Why couldn't lawyers add editorial value to legislation in a wiki-type format. Not a job for the state, but something that could be enabled or inhibited by how the legislation is published. Providing addressable content and using standards would allow for third parties to use the legislation as a starting point for additional work.

They provide Atom (RSS) feeds for new legislation.

Library of Congress is an example of a re-user of UK legislation. UK legislation of interest for comparison purposes. They have a "PDF thing going on." Really wanted access to PDF versions of the information. Subscribe to the Atom feed, and the PDF will pop up there as a link.

Expect reuse for very granular areas...discussion of specific industries or topics. (If mad cow disease were to reoccur, expect footpaths to be closer, and a map could show in real-time what's open and what's closed.)
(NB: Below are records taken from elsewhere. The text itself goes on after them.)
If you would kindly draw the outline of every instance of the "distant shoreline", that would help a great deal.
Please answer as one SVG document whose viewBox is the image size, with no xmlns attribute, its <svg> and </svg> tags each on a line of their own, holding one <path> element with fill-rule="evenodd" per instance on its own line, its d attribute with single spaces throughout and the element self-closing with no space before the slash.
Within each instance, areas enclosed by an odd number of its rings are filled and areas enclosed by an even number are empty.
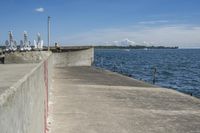
<svg viewBox="0 0 200 133">
<path fill-rule="evenodd" d="M 98 49 L 179 49 L 178 46 L 175 47 L 165 47 L 165 46 L 94 46 Z"/>
</svg>

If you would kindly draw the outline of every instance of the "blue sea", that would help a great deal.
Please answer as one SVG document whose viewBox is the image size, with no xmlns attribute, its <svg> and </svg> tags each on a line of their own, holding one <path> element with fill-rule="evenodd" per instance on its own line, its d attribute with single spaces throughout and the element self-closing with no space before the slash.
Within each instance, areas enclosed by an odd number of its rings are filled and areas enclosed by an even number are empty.
<svg viewBox="0 0 200 133">
<path fill-rule="evenodd" d="M 200 98 L 200 49 L 95 49 L 94 65 Z"/>
</svg>

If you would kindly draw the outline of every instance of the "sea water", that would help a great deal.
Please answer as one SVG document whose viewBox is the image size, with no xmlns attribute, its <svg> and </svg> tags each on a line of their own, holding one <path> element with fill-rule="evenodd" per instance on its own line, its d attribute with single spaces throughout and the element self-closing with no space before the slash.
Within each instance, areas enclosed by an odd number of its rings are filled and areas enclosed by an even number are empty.
<svg viewBox="0 0 200 133">
<path fill-rule="evenodd" d="M 95 49 L 94 65 L 200 98 L 200 49 Z"/>
</svg>

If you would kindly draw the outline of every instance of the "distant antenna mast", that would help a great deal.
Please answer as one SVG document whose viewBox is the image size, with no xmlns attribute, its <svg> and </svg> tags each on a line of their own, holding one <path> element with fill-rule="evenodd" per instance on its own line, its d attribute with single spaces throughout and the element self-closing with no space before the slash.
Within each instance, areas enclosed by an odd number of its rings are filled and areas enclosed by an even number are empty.
<svg viewBox="0 0 200 133">
<path fill-rule="evenodd" d="M 48 16 L 48 51 L 50 50 L 50 19 L 51 17 Z"/>
</svg>

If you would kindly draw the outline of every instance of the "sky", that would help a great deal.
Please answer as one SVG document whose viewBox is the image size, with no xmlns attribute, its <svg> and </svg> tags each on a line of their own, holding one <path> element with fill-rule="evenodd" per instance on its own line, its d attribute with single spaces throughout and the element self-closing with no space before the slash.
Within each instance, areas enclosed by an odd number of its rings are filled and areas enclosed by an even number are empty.
<svg viewBox="0 0 200 133">
<path fill-rule="evenodd" d="M 1 0 L 0 43 L 13 31 L 19 43 L 27 31 L 51 44 L 135 44 L 200 48 L 200 0 Z"/>
</svg>

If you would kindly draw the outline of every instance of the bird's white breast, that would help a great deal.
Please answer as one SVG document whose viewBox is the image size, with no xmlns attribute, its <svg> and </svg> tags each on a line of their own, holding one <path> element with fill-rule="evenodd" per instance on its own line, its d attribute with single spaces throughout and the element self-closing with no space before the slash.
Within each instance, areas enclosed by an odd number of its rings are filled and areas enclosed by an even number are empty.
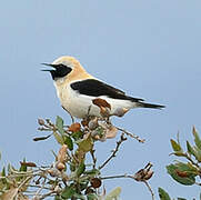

Providing sufficient flexibility into structure without descending into tag soup.

First question: Is the raw XML available to the public?
Yikes. The presenter hesitates and is quite uncomfortable. Seemed like a harmless enough question but apparently not. The answer is that it's available by subscription -- that is, lawyers pay to get access to it. They must balance between their economics and subscription income. They would like to publish XML; seems to be the direction that public policy is going. But "don't want to spend taxpayers' money to subsidize Lexis-Nexis."

Second question: Would these policies extend to others, like the Department for Transport?
Again, this sounds harmless to me, but appears to be quite controversial. Information produced as a core public task ("which is nowhere defined clearly") is public.

Really, when will government policy help the questioner push his employer into using structure? Interesting. I don't think we'd get that question in the U.S., other than in the negative.

Conferences here are so civilized, with the opening session at 10 a.m. Ahhhhh. Tea and cookies, er, biscuits at the breaks. Luvely.